Publius Sulpicius Quirinius (c. 51 BC – AD 21), also translated as Cyrenius, was a Roman aristocrat. After the banishment of the ethnarch Herod Archelaus from the tetrarchy of Judea in AD 6, Quirinius was appointed legate governor of Syria, to which the province of Judaea had been added for the purpose of a census.

Life
Born into an undistinguished family, son of Publius Sulpicius Quirinus and paternal grandson of Publius Sulpicius Quirinius, from Gens Sulpicia, in the neighbourhood of Lanuvium, a Latin town near Rome, Quirinius followed the normal pathway of service for an ambitious young man of his social class. According to the Roman historian Florus, Quirinius defeated the Marmaridae, a tribe of desert raiders from Cyrenaica, possibly while governor of Crete and Cyrene around 14 BC, but nonetheless declined the honorific name "Marmaricus".  In 12 BC he was named consul, a sign that he enjoyed the favour of Augustus.

From 12 to 1 BC, he led a campaign against the Homanades (Homonadenses), a tribe based in the mountainous region of Galatia and Cilicia, around 5–3 BC, probably as legate of Galatia. He won the campaign by reducing their strongholds and starving out the defenders. For this victory, he was awarded a triumph and elected duumvir by the colony of Antioch of Pisidia.

By 1 AD, Quirinius was appointed tutor to Augustus' grandson Gaius Caesar, until the latter died from wounds suffered on campaign. When Augustus' support shifted to his stepson Tiberius, Quirinius changed his allegiance to the latter. Having been married to Claudia Appia, about whom little is known, he divorced her and around 3 AD married Aemilia Lepida, daughter of Quintus Aemilius Lepidus and sister of Manius Aemilius Lepidus, who had originally been betrothed to Lucius Caesar. Within a few years they were divorced: in 20 AD he accused her of claiming that he was her son's father, and later of trying to poison him during their marriage. Tacitus claims that she was popular with the public, who regarded Quirinius as carrying on a prosecution out of spite.

After the banishment of the ethnarch Herod Archelaus in 6 AD, Judaea (the conglomeration of Samaria, Judea and Idumea) came under direct Roman administration, with Coponius appointed as prefect. At the same time, Quirinius was appointed Legate of Syria, with instructions to assess Judea Province for taxation purposes. One of his first duties was to carry out a census as part of this order.

The Jews already hated their pagan conquerors, and censuses were forbidden under Jewish law. The assessment was greatly resented by the Jews, and open revolt was prevented only by the efforts of the high priest Joazar. Despite efforts to prevent revolt, the census did trigger the revolt of Judas of Galilee and the formation of the party of the Zealots, according to Josephus and of which Luke speaks in the Acts of the Apostles.

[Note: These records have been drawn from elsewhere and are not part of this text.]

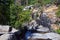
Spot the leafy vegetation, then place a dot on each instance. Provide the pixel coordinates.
(58, 12)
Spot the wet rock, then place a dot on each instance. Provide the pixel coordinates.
(5, 37)
(43, 29)
(52, 36)
(4, 28)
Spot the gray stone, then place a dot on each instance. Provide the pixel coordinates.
(5, 37)
(42, 29)
(53, 36)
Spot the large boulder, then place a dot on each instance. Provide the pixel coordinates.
(4, 28)
(5, 37)
(52, 36)
(43, 29)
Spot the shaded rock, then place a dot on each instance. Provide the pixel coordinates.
(5, 37)
(52, 36)
(43, 29)
(4, 28)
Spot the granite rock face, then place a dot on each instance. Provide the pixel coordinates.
(52, 36)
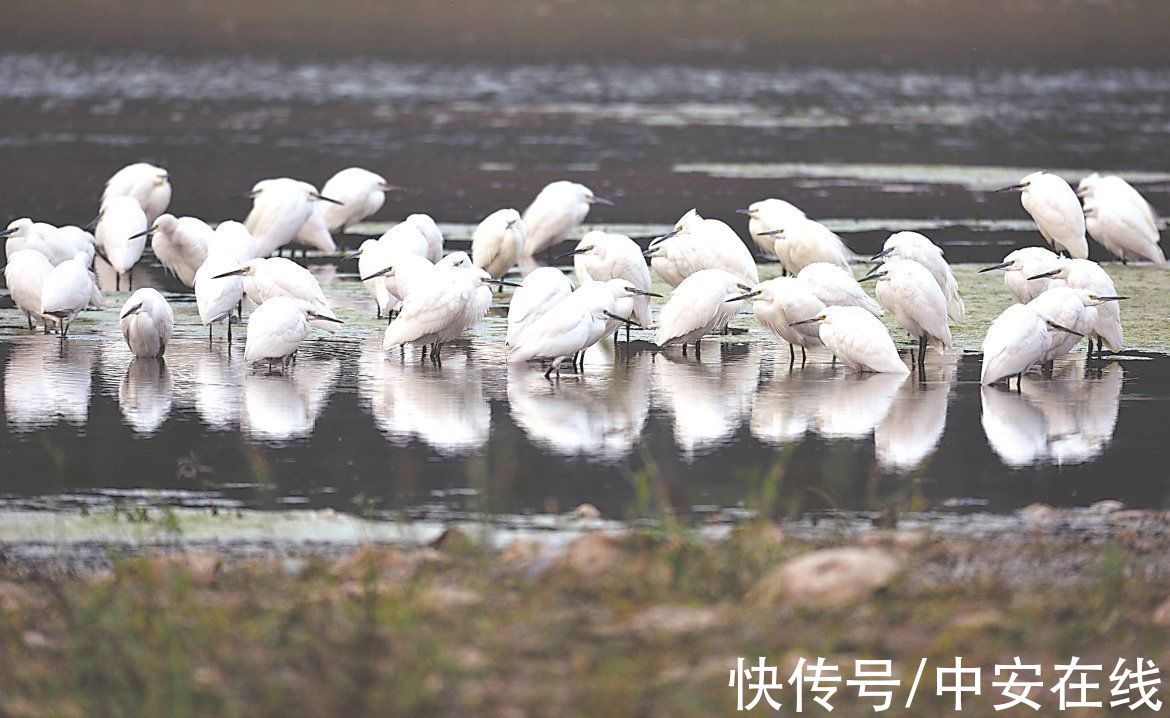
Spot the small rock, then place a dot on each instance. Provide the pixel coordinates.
(586, 511)
(1162, 614)
(1039, 513)
(827, 578)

There is a reference to Quirinius in the Gospel of Luke chapter 2, which – in certain translations – links the birth of Jesus to the time of the Census of Quirinius, although this contradicts the time of Jesus' birth given in the Gospel of Matthew, that is, ten years earlier, under the reign of Herod the Great, who died in the year 4 BC.
Even more confusing is that this contradicts Luke 1.5 where Herod the Great, who died in 4BC, is clearly still alive within a year of Jesus's birth. It is unlikely therefore that whatever Luke means in Luke 2.2 that he is asserting Jesus's birth occurred in 6-8 AD. 
Quirinius served as governor of Syria with authority over Judaea until 12 AD, when he returned to Rome as a close associate of Tiberius.  Nine years later he died and was given a public funeral.

Archaeology
The earliest known mention of his name is in an inscription from 12 BC discovered in Antioch Pisidia known as Res Gestae Divi Augusti ('The Deeds of the Divine Augustus'), which states: "A great crowd of people came together from all over Italy to my election, ... when Publius Sulpicius (Quirinius) and Gaius Valgius were consuls." Two other inscriptions also found in Pisidian Antioch (Inscriptiones Latinae Selectae 9502–9503) mentioned Quirinius as a Duumvir, when Marcus Servilius was a Roman consul in 3 AD.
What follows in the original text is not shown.